Bicara tentang maskapai penerbangan tentunya secara otomatis anda akan beranggapan yang paling menarik dan bergensi adalah maskapai Garuda Indonesia. Bahkan jika ditanya maskapai apa yang paling pertama di Indonesia tentunya anda pun akan menjawab Garuda Indonesia lagi.

Nah mulai sekarang anda harus tahu nih, bahwa maskapai yang pertama di indonesia sebenarnya bukan Garuda Indonesia? Penasarankan simak ulasan dibawah ini.

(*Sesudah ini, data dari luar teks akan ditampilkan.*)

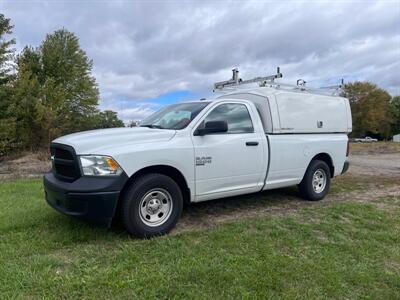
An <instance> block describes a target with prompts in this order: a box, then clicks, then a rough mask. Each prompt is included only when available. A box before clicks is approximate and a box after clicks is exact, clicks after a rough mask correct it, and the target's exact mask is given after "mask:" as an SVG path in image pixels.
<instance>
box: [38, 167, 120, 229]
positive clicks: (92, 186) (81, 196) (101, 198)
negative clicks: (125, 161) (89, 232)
mask: <svg viewBox="0 0 400 300" xmlns="http://www.w3.org/2000/svg"><path fill="white" fill-rule="evenodd" d="M43 180H44V190H45V196H46V201H47V203H48V204H49V205H50V206H51V207H53V208H54V209H55V210H57V211H58V212H60V213H62V214H65V215H69V216H74V217H78V218H81V219H84V220H88V221H91V222H95V223H99V224H104V225H107V226H109V225H111V221H112V218H113V216H114V213H115V209H116V207H117V204H118V199H119V195H120V192H121V190H122V188H123V186H124V185H125V183H126V181H127V180H128V177H127V175H126V174H122V175H120V176H118V177H116V178H113V177H107V178H106V177H105V178H95V177H80V178H78V179H77V180H75V181H74V182H65V181H61V180H59V179H57V178H56V177H55V176H54V175H53V173H51V172H50V173H47V174H46V175H45V176H44V179H43Z"/></svg>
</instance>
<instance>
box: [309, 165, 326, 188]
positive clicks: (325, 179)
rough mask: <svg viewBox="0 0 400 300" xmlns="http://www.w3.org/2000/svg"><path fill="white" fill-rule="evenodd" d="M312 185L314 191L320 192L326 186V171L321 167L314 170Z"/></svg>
mask: <svg viewBox="0 0 400 300" xmlns="http://www.w3.org/2000/svg"><path fill="white" fill-rule="evenodd" d="M312 186H313V189H314V192H316V193H317V194H319V193H322V192H323V191H324V190H325V187H326V172H325V171H324V170H323V169H318V170H316V171H315V172H314V175H313V181H312Z"/></svg>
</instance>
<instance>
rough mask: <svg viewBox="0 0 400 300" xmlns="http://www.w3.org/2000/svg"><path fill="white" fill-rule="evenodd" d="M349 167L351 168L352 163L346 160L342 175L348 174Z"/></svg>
mask: <svg viewBox="0 0 400 300" xmlns="http://www.w3.org/2000/svg"><path fill="white" fill-rule="evenodd" d="M349 167H350V163H349V162H348V161H347V160H346V161H345V162H344V165H343V170H342V174H344V173H346V172H347V170H348V169H349Z"/></svg>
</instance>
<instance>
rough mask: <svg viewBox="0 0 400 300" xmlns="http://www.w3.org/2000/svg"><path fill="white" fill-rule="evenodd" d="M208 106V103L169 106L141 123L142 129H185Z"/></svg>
mask: <svg viewBox="0 0 400 300" xmlns="http://www.w3.org/2000/svg"><path fill="white" fill-rule="evenodd" d="M207 105H208V102H191V103H190V102H189V103H178V104H173V105H169V106H167V107H165V108H163V109H161V110H159V111H157V112H155V113H154V114H152V115H151V116H149V117H147V118H145V119H144V120H143V121H142V122H140V126H141V127H150V128H160V129H183V128H185V127H186V126H188V125H189V123H190V122H191V121H192V120H193V119H194V118H195V117H196V116H197V115H198V114H199V112H201V111H202V110H203V108H204V107H206V106H207Z"/></svg>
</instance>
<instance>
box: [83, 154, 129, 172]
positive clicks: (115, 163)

Indonesian Airways menjadi maskapai komersial pertama yang ada di negeri ini. Namun, maskapai itu justru tidak banyak beroperasi di Indonesia, melainkan berpusat di Burma (sekarang dikenal dengan Myanmar). Indonesian Airways juga diyakini sebagai maskapai yang pertama kali mengoperasikan penerbangan sipil.

"Penerbangan sipil Indonesia tercipta pertama kali atas inisiatif Angkatan Udara Republik Indonesia (AURI) dengan menyewakan pesawat yang dinamai "Indonesian Airways" kepada pemerintah Burma pada 26 Januari 1949." Tulis halaman resmi Garuda Indonesia.

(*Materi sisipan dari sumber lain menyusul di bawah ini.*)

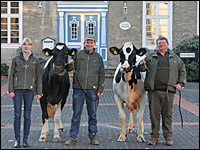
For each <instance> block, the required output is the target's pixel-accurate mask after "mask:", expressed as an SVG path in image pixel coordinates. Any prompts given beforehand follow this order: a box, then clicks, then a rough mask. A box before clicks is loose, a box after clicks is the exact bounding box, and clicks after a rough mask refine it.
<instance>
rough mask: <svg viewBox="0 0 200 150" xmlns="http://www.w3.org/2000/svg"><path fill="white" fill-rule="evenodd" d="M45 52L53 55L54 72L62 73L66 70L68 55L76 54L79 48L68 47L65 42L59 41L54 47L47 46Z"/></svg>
mask: <svg viewBox="0 0 200 150" xmlns="http://www.w3.org/2000/svg"><path fill="white" fill-rule="evenodd" d="M43 52H44V54H45V55H46V56H53V58H52V61H51V62H52V65H53V71H54V73H57V74H60V73H62V72H66V70H65V68H66V65H67V61H68V55H70V56H74V55H75V54H76V53H77V49H75V48H73V49H71V50H70V49H68V48H67V46H66V45H65V44H64V43H57V44H56V46H55V47H54V48H53V49H48V48H45V49H43Z"/></svg>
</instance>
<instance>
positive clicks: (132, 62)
mask: <svg viewBox="0 0 200 150" xmlns="http://www.w3.org/2000/svg"><path fill="white" fill-rule="evenodd" d="M109 50H110V52H111V53H112V54H113V55H118V54H119V55H120V63H121V69H122V71H125V72H129V71H130V70H131V69H132V68H133V67H134V66H135V63H136V55H139V56H143V55H144V54H145V53H146V49H145V48H140V49H139V50H138V49H137V48H136V47H135V46H134V45H133V44H132V43H131V42H126V43H125V44H124V45H123V46H122V47H121V48H120V49H119V48H117V47H111V48H110V49H109Z"/></svg>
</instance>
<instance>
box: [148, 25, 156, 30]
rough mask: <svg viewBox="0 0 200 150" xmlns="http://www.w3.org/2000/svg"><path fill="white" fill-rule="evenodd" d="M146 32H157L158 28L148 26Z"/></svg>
mask: <svg viewBox="0 0 200 150" xmlns="http://www.w3.org/2000/svg"><path fill="white" fill-rule="evenodd" d="M146 31H156V27H155V26H147V27H146Z"/></svg>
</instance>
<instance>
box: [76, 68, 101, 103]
mask: <svg viewBox="0 0 200 150" xmlns="http://www.w3.org/2000/svg"><path fill="white" fill-rule="evenodd" d="M73 68H74V74H75V76H76V80H77V82H78V85H79V86H80V88H81V90H82V91H83V93H84V94H85V96H86V97H87V98H89V100H91V101H96V100H98V102H97V106H98V105H99V97H97V99H95V100H93V99H91V98H90V97H89V96H88V95H87V93H86V92H85V90H84V89H83V88H82V86H81V84H80V82H79V79H78V77H77V73H76V69H75V67H74V64H73Z"/></svg>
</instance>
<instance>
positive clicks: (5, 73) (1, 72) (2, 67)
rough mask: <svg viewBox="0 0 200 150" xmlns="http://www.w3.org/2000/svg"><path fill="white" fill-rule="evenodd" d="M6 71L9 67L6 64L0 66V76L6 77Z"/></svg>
mask: <svg viewBox="0 0 200 150" xmlns="http://www.w3.org/2000/svg"><path fill="white" fill-rule="evenodd" d="M8 69H9V67H8V66H7V65H6V63H2V64H1V76H8Z"/></svg>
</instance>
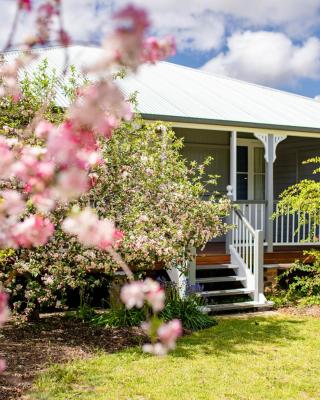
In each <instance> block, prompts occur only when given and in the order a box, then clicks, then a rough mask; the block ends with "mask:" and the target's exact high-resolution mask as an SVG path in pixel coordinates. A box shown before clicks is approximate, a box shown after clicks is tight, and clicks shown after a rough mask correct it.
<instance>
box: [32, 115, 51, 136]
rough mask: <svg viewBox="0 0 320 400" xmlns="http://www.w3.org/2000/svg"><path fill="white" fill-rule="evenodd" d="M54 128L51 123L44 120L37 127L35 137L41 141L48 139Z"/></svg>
mask: <svg viewBox="0 0 320 400" xmlns="http://www.w3.org/2000/svg"><path fill="white" fill-rule="evenodd" d="M53 128H54V125H52V124H51V122H48V121H45V120H42V121H40V122H39V123H38V125H37V126H36V129H35V131H34V133H35V135H36V136H37V137H38V138H40V139H46V138H47V137H48V134H49V132H50V131H51V130H52V129H53Z"/></svg>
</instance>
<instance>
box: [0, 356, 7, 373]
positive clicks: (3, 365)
mask: <svg viewBox="0 0 320 400" xmlns="http://www.w3.org/2000/svg"><path fill="white" fill-rule="evenodd" d="M6 368H7V365H6V362H5V361H4V360H3V359H2V358H0V374H1V373H2V372H3V371H4V370H5V369H6Z"/></svg>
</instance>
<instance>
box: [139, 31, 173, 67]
mask: <svg viewBox="0 0 320 400" xmlns="http://www.w3.org/2000/svg"><path fill="white" fill-rule="evenodd" d="M175 53H176V43H175V40H174V38H173V37H171V36H169V37H166V38H163V39H160V40H159V39H157V38H155V37H149V38H148V39H146V40H145V42H144V44H143V55H142V58H143V61H144V62H151V63H155V62H156V61H159V60H164V59H166V58H168V57H171V56H173V55H174V54H175Z"/></svg>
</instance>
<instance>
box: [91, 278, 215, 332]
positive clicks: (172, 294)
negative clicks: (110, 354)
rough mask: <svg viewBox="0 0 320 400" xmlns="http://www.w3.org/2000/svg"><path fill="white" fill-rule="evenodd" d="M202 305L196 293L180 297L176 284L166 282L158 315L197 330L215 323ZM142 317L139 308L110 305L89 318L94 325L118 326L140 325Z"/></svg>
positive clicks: (143, 319) (132, 325)
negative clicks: (179, 322)
mask: <svg viewBox="0 0 320 400" xmlns="http://www.w3.org/2000/svg"><path fill="white" fill-rule="evenodd" d="M204 306H205V301H204V300H203V298H202V297H200V296H199V295H198V294H197V293H191V294H189V295H187V296H186V297H183V298H181V297H180V296H179V293H178V290H177V288H176V286H175V285H173V284H171V283H167V284H166V301H165V307H164V309H163V311H162V312H161V313H160V315H159V316H160V318H162V319H163V320H164V321H166V322H167V321H170V320H172V319H175V318H177V319H179V320H180V321H181V323H182V326H183V328H185V329H188V330H192V331H197V330H200V329H206V328H210V327H211V326H214V325H215V324H216V321H215V320H214V319H213V318H212V317H209V316H208V315H206V314H204V313H203V311H202V309H203V307H204ZM144 319H145V314H144V312H143V310H141V309H136V308H133V309H131V310H127V309H126V308H125V307H124V306H123V305H117V306H113V305H111V308H110V310H108V311H106V312H104V313H102V314H100V315H99V314H97V315H96V316H94V317H93V318H90V322H91V323H92V324H94V325H99V326H108V327H117V328H119V327H131V326H140V325H141V323H142V322H143V321H144Z"/></svg>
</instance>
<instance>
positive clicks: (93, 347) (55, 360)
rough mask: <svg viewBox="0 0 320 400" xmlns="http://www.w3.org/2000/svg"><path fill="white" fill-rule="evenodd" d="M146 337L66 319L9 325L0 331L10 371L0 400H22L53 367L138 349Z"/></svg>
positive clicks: (136, 334) (2, 388)
mask: <svg viewBox="0 0 320 400" xmlns="http://www.w3.org/2000/svg"><path fill="white" fill-rule="evenodd" d="M144 340H145V336H144V334H143V333H142V331H141V330H140V329H138V328H117V329H115V328H99V327H92V326H89V325H87V324H84V323H81V322H78V321H74V320H70V319H67V318H64V317H63V316H62V315H61V314H60V315H57V314H55V315H46V316H43V317H42V318H41V320H40V322H38V323H36V324H31V323H28V324H25V325H21V326H15V325H13V324H8V325H7V326H5V327H4V328H3V329H1V331H0V356H1V357H2V358H5V360H6V362H7V370H6V371H5V372H4V373H3V374H2V375H0V400H12V399H20V398H22V397H21V396H22V395H23V394H24V393H25V392H26V391H27V390H28V389H29V388H30V386H31V385H32V382H33V380H34V377H35V376H36V374H38V373H39V372H40V371H43V370H44V369H46V368H47V367H48V366H49V365H51V364H53V363H60V362H66V361H71V360H76V359H85V358H88V357H90V356H92V355H93V354H94V353H95V352H97V351H99V350H102V351H104V352H107V353H112V352H115V351H119V350H121V349H124V348H126V347H129V346H134V345H139V344H141V343H142V342H143V341H144Z"/></svg>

Dan dilansir dari laman resmi TNI AU (Angkatan Udara), keberadaan Indonesian Airways tak lepas dari pembelian pesawat Dakota RI-001 Seulawah. Pembelian pesawat tersebut diprakarsai atas gagasan KSAU Komodor Udara S Suryadarma atas tindak lanjut dari pidato Presiden pertama RI, Sukarno atau Bung Karno. Dalam pidato pertamanya, Presiden Sukarno menyampaikan pentingnya pertahanan udara bagi Indonesia sebagai negara kepulauan. Pidato yang dilakukan pada 16 Juni 1948 tersebut sukses menggugah hati rakyat Sumatra, khususnya Aceh. Dari situlah, pesawat RI-001 Seulawah akhirnya dibeli lewat pengumpulan dana yang dinamai dengan dana Dakota.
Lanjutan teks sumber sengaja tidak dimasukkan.